The award-winning Glasgow-born poet explores the ancient myth of the Scottish Orpheus in a humourous new collection.
Year of Publication
'A sparkling collection: full of sensuous richness and linguistic inventiveness. As the punning title of the book might suggest, there is much about fathers and sons, including the moving simplicity of a walk with a dead father 'and then/I let him go,/but this moment/which is far the hardest pain/remains'. But Kinloch unrolls a convincing set of unexpected scenarios: outspoken excerpts from Roger Casement's diaries intercut with the horrors of the Belgian oppression in Africa; tightly drawn translations of Celan into Scots; and a most impressive long poem, 'Baines His Dissection', where a medical man is seen embalming the body of his friend and lover, against the background of a brilliantly evoked Middle East of the seventeenth century.' - Edwin Morgan
David Kinloch was born, raised and educated in Glasgow.

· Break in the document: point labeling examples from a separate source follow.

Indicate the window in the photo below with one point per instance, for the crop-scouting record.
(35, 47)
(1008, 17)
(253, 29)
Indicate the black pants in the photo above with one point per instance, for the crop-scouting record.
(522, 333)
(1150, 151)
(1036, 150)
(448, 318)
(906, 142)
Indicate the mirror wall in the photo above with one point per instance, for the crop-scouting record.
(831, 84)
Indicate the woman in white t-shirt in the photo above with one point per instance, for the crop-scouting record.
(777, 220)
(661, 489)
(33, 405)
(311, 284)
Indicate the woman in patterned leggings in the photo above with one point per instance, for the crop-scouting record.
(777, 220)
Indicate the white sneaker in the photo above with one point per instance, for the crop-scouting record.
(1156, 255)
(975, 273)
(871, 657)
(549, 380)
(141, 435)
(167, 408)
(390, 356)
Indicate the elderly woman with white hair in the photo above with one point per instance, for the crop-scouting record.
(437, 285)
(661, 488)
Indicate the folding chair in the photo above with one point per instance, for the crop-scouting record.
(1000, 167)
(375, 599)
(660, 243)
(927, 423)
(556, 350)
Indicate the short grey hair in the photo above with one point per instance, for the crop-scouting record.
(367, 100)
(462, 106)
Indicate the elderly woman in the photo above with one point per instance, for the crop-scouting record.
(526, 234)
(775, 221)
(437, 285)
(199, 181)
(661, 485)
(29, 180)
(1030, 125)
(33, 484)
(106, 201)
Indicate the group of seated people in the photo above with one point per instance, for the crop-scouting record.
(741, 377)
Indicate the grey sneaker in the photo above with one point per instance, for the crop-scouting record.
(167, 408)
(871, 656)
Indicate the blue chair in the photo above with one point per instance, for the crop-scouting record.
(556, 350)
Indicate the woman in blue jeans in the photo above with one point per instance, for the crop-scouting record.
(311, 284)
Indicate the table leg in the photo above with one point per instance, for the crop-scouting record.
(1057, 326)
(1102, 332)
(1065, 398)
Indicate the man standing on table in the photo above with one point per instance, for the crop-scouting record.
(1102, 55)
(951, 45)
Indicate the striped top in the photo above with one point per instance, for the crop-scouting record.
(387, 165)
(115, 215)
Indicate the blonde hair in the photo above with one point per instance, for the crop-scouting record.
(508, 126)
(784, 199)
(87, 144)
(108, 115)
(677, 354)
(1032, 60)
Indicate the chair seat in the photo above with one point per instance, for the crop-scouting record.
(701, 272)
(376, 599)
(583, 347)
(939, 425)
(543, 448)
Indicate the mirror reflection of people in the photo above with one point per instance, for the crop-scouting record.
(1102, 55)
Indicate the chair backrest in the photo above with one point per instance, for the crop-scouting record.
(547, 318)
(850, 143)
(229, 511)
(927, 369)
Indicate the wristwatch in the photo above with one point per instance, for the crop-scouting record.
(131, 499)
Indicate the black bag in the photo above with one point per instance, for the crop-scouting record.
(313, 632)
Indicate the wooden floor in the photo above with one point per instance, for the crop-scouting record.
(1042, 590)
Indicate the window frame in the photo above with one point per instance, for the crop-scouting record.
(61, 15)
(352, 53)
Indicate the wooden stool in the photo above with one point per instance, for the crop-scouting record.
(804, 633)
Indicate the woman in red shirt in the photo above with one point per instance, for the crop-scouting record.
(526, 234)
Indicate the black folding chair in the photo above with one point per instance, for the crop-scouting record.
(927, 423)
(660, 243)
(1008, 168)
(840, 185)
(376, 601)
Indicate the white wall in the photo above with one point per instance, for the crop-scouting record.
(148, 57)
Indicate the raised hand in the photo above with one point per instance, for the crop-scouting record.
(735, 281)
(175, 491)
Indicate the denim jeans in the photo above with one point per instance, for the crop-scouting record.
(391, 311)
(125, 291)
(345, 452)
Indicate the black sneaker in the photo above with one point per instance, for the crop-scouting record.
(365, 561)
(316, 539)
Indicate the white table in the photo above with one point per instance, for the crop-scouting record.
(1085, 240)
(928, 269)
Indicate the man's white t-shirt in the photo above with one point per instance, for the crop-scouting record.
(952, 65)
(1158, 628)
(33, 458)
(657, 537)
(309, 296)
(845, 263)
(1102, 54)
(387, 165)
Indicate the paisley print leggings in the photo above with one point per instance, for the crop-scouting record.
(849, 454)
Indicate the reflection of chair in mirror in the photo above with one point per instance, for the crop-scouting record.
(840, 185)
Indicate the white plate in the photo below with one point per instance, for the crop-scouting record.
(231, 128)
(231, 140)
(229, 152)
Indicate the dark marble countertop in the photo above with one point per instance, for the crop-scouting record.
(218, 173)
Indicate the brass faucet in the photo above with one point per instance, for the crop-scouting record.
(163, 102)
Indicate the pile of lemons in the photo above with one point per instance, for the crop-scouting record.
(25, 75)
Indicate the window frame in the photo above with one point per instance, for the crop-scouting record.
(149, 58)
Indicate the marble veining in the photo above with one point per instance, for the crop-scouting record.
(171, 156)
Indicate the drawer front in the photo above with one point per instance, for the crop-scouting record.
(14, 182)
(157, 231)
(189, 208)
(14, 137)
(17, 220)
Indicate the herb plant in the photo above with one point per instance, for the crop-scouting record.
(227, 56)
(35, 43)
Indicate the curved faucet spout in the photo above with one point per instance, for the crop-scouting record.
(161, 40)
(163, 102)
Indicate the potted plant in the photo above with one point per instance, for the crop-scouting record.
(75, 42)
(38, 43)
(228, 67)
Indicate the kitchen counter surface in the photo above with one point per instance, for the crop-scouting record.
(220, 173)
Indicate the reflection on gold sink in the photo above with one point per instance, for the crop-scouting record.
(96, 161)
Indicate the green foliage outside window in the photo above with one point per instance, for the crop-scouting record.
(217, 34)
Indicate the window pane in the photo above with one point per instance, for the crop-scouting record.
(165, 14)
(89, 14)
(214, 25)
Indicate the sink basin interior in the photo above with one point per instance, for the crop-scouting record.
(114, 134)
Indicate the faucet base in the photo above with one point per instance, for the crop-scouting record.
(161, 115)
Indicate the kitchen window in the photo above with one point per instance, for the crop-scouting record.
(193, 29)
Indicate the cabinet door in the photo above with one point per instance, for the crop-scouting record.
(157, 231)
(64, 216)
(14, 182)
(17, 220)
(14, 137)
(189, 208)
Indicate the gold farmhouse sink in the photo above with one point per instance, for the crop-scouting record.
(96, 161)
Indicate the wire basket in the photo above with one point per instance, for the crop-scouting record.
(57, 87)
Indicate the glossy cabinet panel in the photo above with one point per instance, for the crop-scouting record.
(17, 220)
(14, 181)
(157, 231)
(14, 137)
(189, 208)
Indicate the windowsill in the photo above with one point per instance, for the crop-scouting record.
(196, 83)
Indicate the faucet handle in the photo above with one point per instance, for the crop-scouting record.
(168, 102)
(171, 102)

He is a graduate of the universities of Glasgow and Oxford and was for many years a teacher of French studies. He currently teaches creative writing and Scottish literature at the University of Strathclyde, Glasgow. His first collection of poems, entitled Paris-Forfar, was praised by Edwin Morgan in the Scotsman: 'The book is notable for three things: successes in the impossible genre of the prose-poem, ... a trio of lively flytings... and a series of moving elegies for a gay lover dead from AIDS.' Kinloch is the author of four previous collections including Un Tour d'Ecosse (2001) and In My Father's House (2005), both published by Carcanet, and of many critical works in the fields of French, Translation and Scottish studies. In 2004 he was a winner of the Robert Louis Stevenson Memorial Award and in 2006 held a Scottish Writers' Bursary from the Scottish Arts Council. He was a founder editor of the poetry magazine Verse and has been instrumental in setting up the first Scottish Writers' Centre.